Re: [PATCH 1/8] nvme-rdma: quiesce/unquiesce admin_q instead of start/stop its hw queues

Sagi Grimberg <sagi@xxxxxxxxxxx> · Tue, 4 Jul 2017 12:07:38 +0300





@@ -791,7 +791,8 @@ static void nvme_rdma_error_recovery_work(struct 
work_struct *work)
       * queues are not a live anymore, so restart the queues to fail 
fast
       * new IO
       */
-    blk_mq_start_stopped_hw_queues(ctrl->ctrl.admin_q, true);
+    blk_mq_unquiesce_queue(ctrl->ctrl.admin_q);
+    blk_mq_kick_requeue_list(ctrl->ctrl.admin_q);

Now the queue won't be stopped via blk_mq_quiesce_queue(), so why do
you add blk_mq_kick_requeue_list() here?

I think you're right.

We now quiesce the queue and fast fail inflight io, in
nvme_complete_rq we call blk_mq_requeue_request with
!blk_mq_queue_stopped(req->q) which is now true.

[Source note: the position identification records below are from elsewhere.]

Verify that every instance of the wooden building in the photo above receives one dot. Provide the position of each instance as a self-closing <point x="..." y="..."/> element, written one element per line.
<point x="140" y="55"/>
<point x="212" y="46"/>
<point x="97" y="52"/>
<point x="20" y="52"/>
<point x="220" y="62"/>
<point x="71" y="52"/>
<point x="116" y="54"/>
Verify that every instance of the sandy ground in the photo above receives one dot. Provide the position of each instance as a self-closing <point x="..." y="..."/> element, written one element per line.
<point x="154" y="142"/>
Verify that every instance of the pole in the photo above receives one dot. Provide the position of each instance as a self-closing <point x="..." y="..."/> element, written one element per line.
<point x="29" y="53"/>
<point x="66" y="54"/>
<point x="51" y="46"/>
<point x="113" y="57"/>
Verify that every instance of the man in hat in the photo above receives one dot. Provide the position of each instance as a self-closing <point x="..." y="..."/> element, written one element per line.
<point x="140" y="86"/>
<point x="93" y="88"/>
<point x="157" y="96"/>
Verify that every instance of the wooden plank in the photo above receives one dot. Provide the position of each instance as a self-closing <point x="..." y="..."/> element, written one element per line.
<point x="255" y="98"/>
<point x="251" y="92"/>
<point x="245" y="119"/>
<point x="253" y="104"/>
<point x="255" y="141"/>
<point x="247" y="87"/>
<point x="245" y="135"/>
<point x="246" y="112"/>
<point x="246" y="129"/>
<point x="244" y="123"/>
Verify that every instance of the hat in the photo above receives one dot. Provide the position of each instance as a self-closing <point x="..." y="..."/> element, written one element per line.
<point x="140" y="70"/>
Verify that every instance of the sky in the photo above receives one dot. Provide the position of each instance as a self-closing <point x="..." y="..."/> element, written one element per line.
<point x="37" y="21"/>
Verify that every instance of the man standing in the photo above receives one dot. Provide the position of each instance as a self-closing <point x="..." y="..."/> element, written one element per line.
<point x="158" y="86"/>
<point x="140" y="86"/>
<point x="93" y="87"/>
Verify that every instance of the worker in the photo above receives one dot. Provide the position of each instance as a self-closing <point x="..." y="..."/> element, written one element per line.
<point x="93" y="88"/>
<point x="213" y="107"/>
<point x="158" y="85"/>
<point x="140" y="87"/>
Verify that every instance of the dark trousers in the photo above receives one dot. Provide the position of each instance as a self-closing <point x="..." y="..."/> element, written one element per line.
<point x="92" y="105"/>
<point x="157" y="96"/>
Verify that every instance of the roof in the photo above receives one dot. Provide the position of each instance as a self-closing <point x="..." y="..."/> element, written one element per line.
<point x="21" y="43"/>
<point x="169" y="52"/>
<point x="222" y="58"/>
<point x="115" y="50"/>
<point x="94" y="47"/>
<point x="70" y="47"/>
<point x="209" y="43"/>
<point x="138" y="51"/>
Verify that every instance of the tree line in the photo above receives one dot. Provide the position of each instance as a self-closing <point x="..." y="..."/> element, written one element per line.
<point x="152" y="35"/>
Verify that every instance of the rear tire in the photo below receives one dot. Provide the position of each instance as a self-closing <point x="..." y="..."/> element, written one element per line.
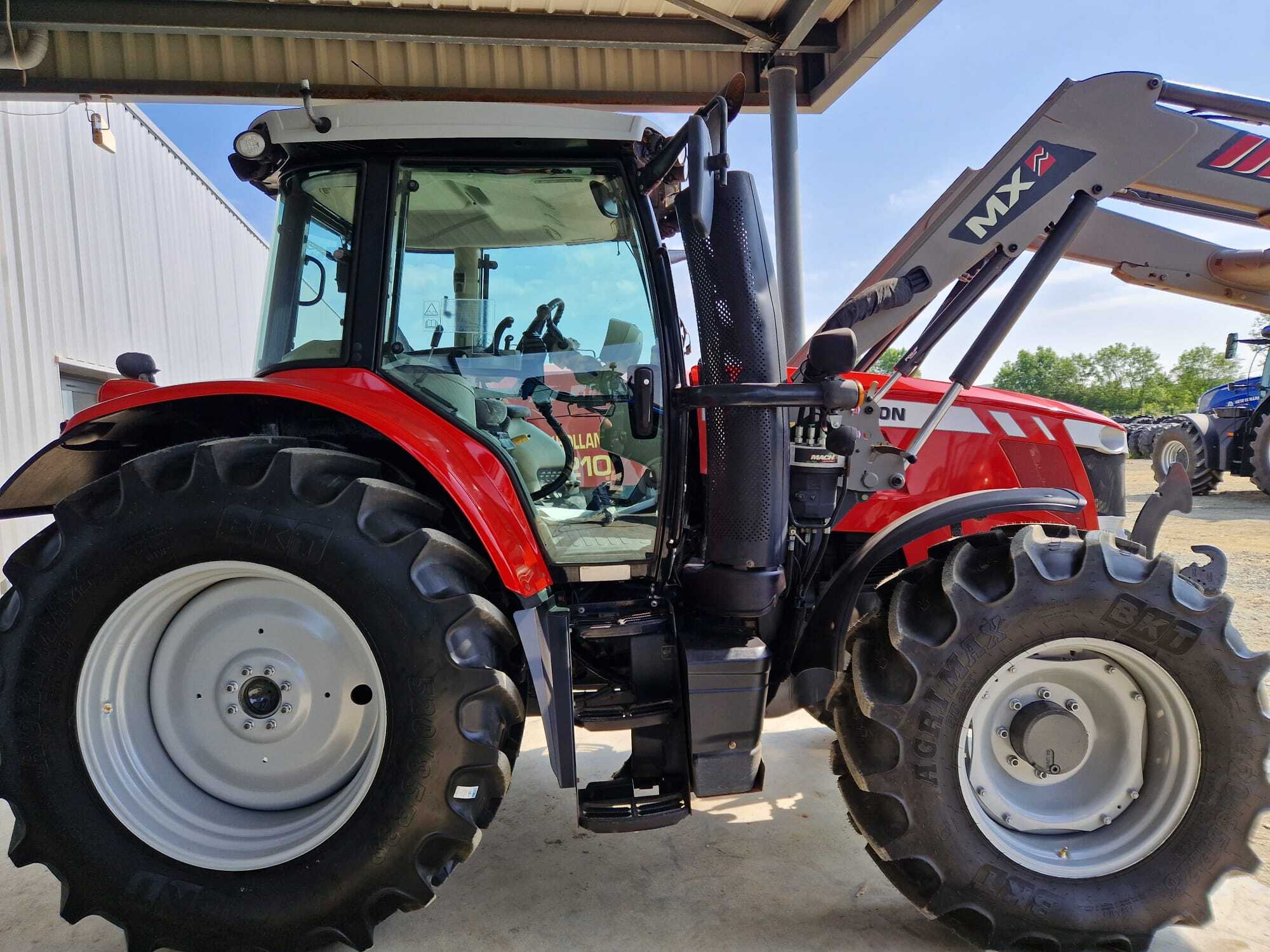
<point x="948" y="629"/>
<point x="1260" y="449"/>
<point x="1183" y="444"/>
<point x="322" y="521"/>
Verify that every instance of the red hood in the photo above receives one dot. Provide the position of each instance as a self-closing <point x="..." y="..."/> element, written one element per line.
<point x="932" y="390"/>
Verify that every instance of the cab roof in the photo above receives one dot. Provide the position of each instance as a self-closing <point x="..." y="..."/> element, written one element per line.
<point x="448" y="121"/>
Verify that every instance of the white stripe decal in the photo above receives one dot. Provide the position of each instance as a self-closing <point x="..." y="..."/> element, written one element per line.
<point x="1045" y="430"/>
<point x="1008" y="423"/>
<point x="911" y="416"/>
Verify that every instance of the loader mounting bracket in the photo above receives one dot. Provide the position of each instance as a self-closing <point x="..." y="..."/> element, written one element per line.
<point x="1173" y="496"/>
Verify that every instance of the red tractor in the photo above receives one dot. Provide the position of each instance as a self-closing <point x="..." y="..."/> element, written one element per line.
<point x="265" y="676"/>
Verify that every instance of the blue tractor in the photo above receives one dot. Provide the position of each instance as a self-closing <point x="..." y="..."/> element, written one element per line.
<point x="1230" y="432"/>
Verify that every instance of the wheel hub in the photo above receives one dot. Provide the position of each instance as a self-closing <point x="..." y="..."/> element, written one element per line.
<point x="1175" y="453"/>
<point x="232" y="715"/>
<point x="1048" y="737"/>
<point x="261" y="697"/>
<point x="1055" y="755"/>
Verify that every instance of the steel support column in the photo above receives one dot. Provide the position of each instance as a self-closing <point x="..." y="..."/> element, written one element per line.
<point x="783" y="98"/>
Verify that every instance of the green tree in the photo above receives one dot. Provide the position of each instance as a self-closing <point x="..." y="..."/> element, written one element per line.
<point x="1125" y="379"/>
<point x="1198" y="370"/>
<point x="890" y="359"/>
<point x="1045" y="373"/>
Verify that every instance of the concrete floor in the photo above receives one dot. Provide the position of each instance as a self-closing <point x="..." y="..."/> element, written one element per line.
<point x="773" y="870"/>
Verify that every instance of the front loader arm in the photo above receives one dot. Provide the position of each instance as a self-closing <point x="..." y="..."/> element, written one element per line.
<point x="1155" y="257"/>
<point x="1108" y="136"/>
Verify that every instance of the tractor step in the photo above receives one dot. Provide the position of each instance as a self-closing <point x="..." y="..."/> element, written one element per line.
<point x="615" y="710"/>
<point x="618" y="807"/>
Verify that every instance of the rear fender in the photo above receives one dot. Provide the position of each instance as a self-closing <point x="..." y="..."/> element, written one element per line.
<point x="344" y="406"/>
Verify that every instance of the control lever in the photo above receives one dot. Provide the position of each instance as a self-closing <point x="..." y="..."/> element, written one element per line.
<point x="641" y="408"/>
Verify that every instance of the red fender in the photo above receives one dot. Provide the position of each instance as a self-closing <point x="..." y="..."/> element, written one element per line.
<point x="471" y="473"/>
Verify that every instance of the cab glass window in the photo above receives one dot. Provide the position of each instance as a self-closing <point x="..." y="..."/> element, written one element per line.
<point x="520" y="304"/>
<point x="311" y="271"/>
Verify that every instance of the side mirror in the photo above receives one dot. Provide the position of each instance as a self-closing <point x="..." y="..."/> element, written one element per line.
<point x="641" y="408"/>
<point x="137" y="366"/>
<point x="700" y="182"/>
<point x="830" y="354"/>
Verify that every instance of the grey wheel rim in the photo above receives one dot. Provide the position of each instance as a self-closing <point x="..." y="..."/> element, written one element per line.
<point x="1117" y="795"/>
<point x="1175" y="453"/>
<point x="232" y="715"/>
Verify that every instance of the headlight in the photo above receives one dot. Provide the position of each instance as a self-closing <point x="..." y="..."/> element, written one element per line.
<point x="1100" y="437"/>
<point x="251" y="144"/>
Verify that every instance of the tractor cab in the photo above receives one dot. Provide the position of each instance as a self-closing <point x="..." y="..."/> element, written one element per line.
<point x="507" y="285"/>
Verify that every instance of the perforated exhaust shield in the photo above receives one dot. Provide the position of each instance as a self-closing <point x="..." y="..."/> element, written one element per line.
<point x="740" y="328"/>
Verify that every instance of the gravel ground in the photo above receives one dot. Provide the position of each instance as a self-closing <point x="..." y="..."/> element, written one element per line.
<point x="1238" y="520"/>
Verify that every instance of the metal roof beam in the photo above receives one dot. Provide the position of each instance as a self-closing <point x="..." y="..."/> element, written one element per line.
<point x="797" y="21"/>
<point x="760" y="43"/>
<point x="402" y="25"/>
<point x="867" y="32"/>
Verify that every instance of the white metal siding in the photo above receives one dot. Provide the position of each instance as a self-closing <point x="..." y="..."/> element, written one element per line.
<point x="106" y="253"/>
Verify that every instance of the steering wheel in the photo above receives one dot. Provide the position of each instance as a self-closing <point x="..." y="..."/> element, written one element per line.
<point x="542" y="334"/>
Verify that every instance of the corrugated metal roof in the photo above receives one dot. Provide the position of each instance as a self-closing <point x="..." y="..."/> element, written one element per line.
<point x="655" y="54"/>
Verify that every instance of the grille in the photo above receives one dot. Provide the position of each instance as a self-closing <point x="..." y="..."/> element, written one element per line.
<point x="1107" y="479"/>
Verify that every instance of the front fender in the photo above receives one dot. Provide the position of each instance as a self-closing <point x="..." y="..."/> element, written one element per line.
<point x="104" y="437"/>
<point x="850" y="579"/>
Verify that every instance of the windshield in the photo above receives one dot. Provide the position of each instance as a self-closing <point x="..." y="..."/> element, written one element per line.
<point x="519" y="301"/>
<point x="311" y="270"/>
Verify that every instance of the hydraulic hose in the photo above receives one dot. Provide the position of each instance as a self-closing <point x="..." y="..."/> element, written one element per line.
<point x="545" y="409"/>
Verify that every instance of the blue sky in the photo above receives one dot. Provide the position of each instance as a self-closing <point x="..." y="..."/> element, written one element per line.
<point x="947" y="98"/>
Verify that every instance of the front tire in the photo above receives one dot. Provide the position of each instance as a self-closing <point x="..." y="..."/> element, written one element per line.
<point x="290" y="586"/>
<point x="1183" y="444"/>
<point x="947" y="637"/>
<point x="1260" y="449"/>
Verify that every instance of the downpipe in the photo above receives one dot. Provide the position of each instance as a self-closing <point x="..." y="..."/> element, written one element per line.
<point x="26" y="56"/>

So the requeue_work is triggered and requeue the request,
and when we unquiesce we simply run the hw queues again.

If we were to call it with !blk_queue_quiesced(req->q)
I think it would be needed though...

If you look at nvme_start_queues, it also kicks the requeue
work. I think that the proper fix for this is _keep_ the
requeue kick and in nvme_complete_rq call:

blk_mq_requeue_request(req, !blk_queue_quiesced(req->q));

Thoughts?